La trama di questo film si basa su un canovaccio molto semplice e generico, pesca a piene mani da specifici film della Marvel, in particolare Thor : The dark world che è un po’ l’ispirazione massima, perché il personaggio di Jason Momoa è sempre stato un po’ il Thor della DC, così come Orm fa un po’ le veci di un Loki meno ispirato. Così come Atlantide emula i problemi burocratici di una società fantasma nascosta in piena vista allo stesso modo del Wakanda in Black Panther. E poi Star Wars e molto altro.
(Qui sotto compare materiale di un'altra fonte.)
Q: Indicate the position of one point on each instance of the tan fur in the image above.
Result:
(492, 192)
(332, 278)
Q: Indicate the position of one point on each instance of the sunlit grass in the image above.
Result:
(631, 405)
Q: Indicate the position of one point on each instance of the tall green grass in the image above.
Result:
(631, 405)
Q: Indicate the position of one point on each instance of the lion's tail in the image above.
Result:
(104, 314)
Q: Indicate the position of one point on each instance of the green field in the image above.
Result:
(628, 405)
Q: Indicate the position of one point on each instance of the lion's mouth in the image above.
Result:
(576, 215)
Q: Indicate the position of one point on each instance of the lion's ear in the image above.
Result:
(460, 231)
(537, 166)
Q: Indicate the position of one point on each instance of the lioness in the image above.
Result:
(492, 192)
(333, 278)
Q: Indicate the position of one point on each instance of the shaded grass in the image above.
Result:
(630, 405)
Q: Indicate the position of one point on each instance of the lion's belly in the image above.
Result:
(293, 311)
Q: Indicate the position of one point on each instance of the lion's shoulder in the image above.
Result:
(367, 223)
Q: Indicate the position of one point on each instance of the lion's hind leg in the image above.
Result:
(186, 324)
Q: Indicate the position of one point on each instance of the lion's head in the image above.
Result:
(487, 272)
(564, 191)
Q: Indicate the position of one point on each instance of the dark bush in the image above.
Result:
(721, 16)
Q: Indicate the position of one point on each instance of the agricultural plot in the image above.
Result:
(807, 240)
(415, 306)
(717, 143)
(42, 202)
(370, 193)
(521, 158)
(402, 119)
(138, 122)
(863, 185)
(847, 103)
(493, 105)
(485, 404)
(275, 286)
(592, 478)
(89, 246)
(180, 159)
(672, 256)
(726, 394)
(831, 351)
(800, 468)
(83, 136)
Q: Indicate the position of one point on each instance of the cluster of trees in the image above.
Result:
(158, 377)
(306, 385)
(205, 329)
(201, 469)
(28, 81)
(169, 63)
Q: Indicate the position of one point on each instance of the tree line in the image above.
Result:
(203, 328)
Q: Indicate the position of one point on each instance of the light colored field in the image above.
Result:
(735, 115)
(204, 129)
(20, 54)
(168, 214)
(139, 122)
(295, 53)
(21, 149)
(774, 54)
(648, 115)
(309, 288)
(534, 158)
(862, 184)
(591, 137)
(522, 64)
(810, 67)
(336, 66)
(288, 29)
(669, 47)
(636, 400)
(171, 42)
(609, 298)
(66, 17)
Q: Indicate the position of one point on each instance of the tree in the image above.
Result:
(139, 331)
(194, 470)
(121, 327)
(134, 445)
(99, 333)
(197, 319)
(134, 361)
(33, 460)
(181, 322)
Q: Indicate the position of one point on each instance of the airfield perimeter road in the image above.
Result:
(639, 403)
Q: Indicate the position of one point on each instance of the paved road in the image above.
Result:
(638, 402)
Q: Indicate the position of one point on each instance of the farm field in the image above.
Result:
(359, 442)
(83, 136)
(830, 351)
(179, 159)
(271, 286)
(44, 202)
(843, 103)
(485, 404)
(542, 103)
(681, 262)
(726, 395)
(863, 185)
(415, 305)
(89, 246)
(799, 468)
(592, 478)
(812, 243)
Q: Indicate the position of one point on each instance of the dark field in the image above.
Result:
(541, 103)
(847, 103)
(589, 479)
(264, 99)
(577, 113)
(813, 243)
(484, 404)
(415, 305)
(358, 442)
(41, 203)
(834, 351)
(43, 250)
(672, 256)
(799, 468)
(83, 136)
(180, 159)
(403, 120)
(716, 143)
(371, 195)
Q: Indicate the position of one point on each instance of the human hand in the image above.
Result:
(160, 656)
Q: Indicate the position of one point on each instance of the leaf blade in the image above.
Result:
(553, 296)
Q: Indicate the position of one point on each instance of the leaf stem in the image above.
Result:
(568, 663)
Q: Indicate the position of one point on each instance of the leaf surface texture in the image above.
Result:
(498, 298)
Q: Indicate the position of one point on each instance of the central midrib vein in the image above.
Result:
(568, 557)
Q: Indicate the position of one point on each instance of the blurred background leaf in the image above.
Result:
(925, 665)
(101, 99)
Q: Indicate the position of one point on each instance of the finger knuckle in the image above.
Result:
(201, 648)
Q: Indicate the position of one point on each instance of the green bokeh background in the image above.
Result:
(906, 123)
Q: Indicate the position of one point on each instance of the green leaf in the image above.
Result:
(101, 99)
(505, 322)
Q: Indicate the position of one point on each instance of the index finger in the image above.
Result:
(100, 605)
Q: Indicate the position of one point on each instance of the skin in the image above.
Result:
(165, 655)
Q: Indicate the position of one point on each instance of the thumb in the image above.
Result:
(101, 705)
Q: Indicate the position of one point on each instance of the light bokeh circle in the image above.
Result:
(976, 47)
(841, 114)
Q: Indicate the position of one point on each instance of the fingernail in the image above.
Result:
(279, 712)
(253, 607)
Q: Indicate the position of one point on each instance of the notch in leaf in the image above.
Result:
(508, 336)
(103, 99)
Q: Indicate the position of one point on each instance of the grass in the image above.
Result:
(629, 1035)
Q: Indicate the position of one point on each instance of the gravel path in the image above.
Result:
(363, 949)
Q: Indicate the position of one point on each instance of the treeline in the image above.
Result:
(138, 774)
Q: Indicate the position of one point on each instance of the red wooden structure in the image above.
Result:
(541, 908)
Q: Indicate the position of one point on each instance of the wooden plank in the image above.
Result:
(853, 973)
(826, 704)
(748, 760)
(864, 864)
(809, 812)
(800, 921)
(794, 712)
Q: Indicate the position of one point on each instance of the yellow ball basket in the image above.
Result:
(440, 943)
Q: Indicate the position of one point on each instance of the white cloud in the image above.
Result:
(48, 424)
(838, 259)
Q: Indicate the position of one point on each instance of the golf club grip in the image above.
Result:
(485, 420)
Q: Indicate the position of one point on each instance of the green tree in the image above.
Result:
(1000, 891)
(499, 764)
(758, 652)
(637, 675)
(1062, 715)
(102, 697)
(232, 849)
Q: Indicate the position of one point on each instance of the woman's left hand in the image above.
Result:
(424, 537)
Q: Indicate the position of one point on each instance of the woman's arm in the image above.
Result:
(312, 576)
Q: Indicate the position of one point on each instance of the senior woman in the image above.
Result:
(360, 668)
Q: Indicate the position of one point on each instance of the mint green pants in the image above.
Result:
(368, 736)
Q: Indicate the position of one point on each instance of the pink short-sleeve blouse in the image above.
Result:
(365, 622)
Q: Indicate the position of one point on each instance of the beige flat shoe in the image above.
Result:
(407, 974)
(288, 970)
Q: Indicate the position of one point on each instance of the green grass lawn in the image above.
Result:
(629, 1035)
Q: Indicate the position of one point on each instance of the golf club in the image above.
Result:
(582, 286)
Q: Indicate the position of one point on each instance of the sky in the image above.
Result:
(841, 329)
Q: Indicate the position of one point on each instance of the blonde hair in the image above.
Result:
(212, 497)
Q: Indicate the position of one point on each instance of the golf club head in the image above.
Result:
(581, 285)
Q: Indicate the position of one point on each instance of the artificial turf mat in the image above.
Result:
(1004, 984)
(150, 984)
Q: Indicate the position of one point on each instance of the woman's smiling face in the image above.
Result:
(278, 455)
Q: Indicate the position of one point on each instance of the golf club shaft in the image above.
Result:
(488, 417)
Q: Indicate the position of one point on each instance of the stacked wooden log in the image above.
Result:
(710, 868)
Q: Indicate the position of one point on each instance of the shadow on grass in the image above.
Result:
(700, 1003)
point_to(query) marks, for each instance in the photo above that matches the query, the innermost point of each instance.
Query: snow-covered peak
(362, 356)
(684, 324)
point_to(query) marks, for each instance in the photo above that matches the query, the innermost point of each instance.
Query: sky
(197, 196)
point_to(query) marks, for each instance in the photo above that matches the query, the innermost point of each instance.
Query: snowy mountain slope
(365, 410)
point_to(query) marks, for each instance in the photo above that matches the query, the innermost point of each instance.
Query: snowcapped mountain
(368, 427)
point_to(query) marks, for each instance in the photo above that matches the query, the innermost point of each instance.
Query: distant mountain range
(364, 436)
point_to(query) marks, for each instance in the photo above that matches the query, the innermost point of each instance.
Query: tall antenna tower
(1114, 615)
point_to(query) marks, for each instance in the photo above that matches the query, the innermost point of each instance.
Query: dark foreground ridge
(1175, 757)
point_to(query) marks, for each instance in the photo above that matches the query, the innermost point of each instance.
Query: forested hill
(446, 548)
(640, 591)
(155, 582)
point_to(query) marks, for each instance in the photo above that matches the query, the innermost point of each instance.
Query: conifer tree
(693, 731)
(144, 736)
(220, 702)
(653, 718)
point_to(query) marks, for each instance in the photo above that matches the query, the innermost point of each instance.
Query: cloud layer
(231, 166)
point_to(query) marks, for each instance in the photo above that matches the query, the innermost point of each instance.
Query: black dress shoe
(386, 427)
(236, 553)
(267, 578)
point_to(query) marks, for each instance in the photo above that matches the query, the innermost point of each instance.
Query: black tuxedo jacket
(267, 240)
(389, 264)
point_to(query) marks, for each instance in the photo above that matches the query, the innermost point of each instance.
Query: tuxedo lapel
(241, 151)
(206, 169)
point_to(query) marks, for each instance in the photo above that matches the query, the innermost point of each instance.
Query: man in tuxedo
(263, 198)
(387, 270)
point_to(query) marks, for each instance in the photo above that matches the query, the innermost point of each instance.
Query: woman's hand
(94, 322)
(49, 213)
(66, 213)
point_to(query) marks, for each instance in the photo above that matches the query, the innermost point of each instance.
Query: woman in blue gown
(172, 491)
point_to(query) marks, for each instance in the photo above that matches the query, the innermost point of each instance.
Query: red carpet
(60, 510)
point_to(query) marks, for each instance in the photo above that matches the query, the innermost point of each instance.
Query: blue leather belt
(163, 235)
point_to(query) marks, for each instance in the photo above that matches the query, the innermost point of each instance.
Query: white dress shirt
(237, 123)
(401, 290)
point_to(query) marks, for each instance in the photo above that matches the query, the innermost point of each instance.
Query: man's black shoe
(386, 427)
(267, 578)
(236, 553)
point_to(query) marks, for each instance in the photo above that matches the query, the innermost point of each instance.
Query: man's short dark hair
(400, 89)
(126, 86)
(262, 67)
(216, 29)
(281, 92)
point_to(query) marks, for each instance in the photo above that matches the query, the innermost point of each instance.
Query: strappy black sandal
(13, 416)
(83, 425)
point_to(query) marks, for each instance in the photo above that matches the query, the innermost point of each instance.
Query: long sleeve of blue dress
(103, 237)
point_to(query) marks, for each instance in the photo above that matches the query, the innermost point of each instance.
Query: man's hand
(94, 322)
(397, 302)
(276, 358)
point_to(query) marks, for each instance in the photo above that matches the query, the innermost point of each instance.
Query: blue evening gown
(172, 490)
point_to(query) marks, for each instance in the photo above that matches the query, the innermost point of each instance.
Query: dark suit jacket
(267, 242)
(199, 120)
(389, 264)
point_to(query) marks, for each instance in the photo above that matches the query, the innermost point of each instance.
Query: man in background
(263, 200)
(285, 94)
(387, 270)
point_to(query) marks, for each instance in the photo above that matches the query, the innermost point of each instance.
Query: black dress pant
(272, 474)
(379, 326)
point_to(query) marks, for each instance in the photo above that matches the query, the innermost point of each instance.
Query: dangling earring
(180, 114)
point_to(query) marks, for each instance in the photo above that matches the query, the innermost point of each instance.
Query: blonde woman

È un film che pesca a piene mani dalla cultura pop moderna e del passato (passato recente, si intende) con il risultato di presentarsi poco originale ed anzi pienamente derivativo, consegnando l’ennesimo, teoricamente ultimo, cinecomic svogliato e prodotto senza particolari criteri.
La semplicità come arma a doppio taglio, una conclusione priva di enfasi
Una cosa che in un altro contesto avrebbe puntato a favore di questo film è proprio la sua semplicità ; perché una volta tanto abbiamo un film effettivamente incentrato sul suo protagonista e sul suo microcosmo, senza andare a cercare l’aiuto di altri eroi, camei e quant’altro. Un prodotto simpatico, a tratti divertente, che sa di non essere speciale e non ambisce ad esserlo, a cui si vuole bene proprio per la sua simpatia. Ma quanto sa di poco, però, per essere l’ultimo film di questo universo, che se ne va sicuramente in modo innocente, senza disseminare indizi o lasciare ipotetici finali aperti per il futuro, ma quanto risulta generico ed anti climatico se ci si pensa. Quanto meno, pur lasciandosi qualche porta aperta, si può considerare tranquillamente concluso il personaggio di Arthur Curry, che come altri è tornato per farci un ultimo saluto prima di questo fantomatico reset.
Certo, non ce ne voglia Jason Momoa, ma mai come in questo film, Patrick Wilson risulta essere non solo più carismatico ed interessante (almeno concettualmente) ma sembra quasi impossibile non pensare a quanto sarebbe risultato perfetto per un’incarnazione più tradizionale e sobria del personaggio di Aquaman, inevitabilmente profondamente riadattato in questo universo. Per il resto, come già detto, Aquaman e il regno perduto è un film semplice, privo di un qualsivoglia spunto creativo, probabilmente tagliato e riscritto a più riprese, considerando che la caratterizzazione del protagonista è più volte cambiata nel corso degli anni, e che nonostante la regia di James Wan non presenta nessun pregio nemmeno sul versante tecnico, anzi finisce col risultare addirittura confuso in alcuni frangenti.
È la lapide di un universo già deceduto da anni, trascinato per inerzia nella speranza di un ritrovato successo mai davvero raggiunto, ma che finalmente può dirsi concluso e lasciar spazio a qualcosa di nuovo e (si spera) migliore.